Implementing Backup and Restore Strategies for User Metadata – DataHub Customer Support Portal

Area: Best Practices

Sub-Area: Data Protection and Recovery

Issue

Organizations need to establish comprehensive backup and restore procedures for user-generated metadata in DataHub to protect against accidental data loss and enable selective recovery of specific entities or metadata aspects.

You Might Be Asking

What metadata aspects should I back up versus leave to ingestion processes?
Which APIs are recommended for bulk metadata extraction and selective restoration?
Does DataHub provide built-in backup and restore capabilities?
How can I implement automated daily backups with selective restore functionality?

Solution

1. Identify User-Edited Metadata to Back Up

Focus your backup strategy on user-edited aspects that cannot be recreated through re-ingestion:

editableDatasetProperties - Dataset descriptions edited via UI
editableSchemaMetadata - Column descriptions, tags, and glossary terms
ownership - Owner assignments made via UI
globalTags - Dataset-level tags applied via UI
glossaryTerms - Glossary term associations
domains - Domain assignments
documentation - Documentation links and annotations
structuredProperties - Structured property values

Leave ingestion-sourced aspects to be recreated by your connectors: schemaMetadata, datasetProperties, datasetProfile, datasetUsageStatistics, dataPlatformInstance, browsePathsV2, and status.
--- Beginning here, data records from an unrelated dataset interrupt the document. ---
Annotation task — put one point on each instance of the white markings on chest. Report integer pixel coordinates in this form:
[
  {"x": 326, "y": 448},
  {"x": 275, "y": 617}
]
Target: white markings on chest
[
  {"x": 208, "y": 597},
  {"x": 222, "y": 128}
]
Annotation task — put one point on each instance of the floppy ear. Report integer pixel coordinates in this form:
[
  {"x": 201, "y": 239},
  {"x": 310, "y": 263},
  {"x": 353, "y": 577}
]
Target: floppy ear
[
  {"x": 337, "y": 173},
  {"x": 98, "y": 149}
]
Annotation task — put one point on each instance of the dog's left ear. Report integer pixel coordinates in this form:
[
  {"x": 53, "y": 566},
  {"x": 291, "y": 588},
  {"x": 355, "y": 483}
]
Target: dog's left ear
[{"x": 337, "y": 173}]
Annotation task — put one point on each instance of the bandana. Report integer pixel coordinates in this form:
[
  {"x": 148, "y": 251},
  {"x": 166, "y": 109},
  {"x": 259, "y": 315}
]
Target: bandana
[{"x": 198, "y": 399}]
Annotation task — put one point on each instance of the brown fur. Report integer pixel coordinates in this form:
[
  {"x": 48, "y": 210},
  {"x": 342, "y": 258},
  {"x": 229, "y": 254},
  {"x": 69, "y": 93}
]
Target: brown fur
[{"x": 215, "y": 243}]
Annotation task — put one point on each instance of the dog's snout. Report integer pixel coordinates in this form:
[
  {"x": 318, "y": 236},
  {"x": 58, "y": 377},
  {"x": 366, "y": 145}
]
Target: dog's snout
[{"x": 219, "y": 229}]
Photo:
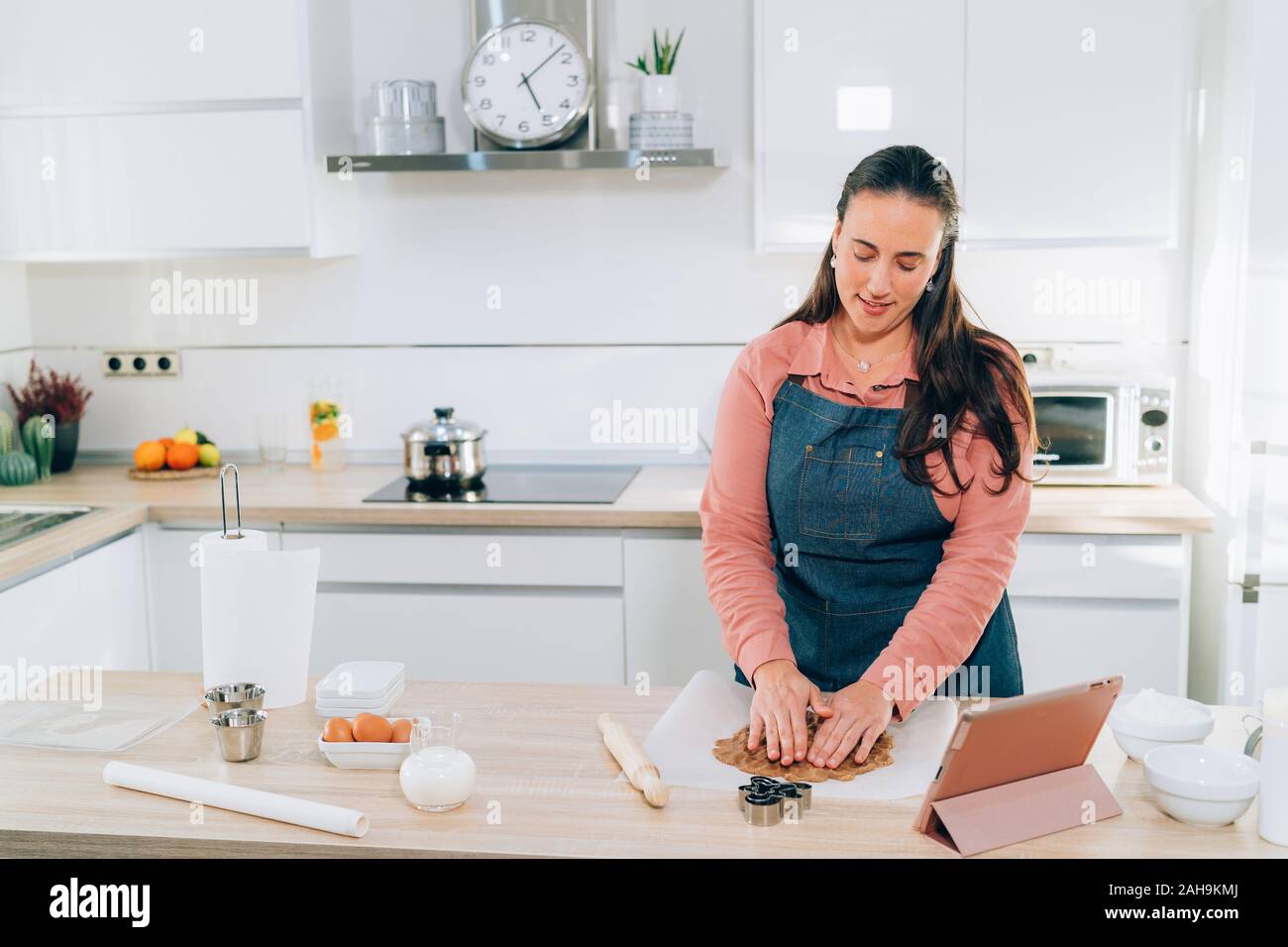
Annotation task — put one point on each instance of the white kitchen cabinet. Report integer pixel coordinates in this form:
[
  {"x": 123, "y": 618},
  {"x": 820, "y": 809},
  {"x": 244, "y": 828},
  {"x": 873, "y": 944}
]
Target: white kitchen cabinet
[
  {"x": 165, "y": 153},
  {"x": 478, "y": 633},
  {"x": 471, "y": 604},
  {"x": 1089, "y": 605},
  {"x": 467, "y": 557},
  {"x": 671, "y": 629},
  {"x": 86, "y": 612},
  {"x": 1072, "y": 641},
  {"x": 60, "y": 53},
  {"x": 1074, "y": 121},
  {"x": 133, "y": 183},
  {"x": 836, "y": 80},
  {"x": 174, "y": 594}
]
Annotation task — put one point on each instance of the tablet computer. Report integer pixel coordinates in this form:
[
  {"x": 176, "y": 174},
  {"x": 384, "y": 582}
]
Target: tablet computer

2. Implement Bulk Metadata Export

Use the OpenAPI v3 Scroll API for efficient bulk extraction:

POST /openapi/v3/entity/scroll
{
  "count": 1000,
  "pitKeepAlive": "10m",
  "entities": ["dataset"],
  "aspects": [
    "editableDatasetProperties",
    "editableSchemaMetadata", 
    "ownership",
    "globalTags",
    "glossaryTerms",
    "domains",
    "documentation",
    "structuredProperties"
  ],
  "filter": {
    "and": [
      {
        "field": "platform",
        "values": ["snowflake"]
      }
    ]
  }
}

Paginate through results using the returned scrollId until all entities are retrieved. Store the output as date-partitioned NDJSON files with a 30-day lifecycle policy.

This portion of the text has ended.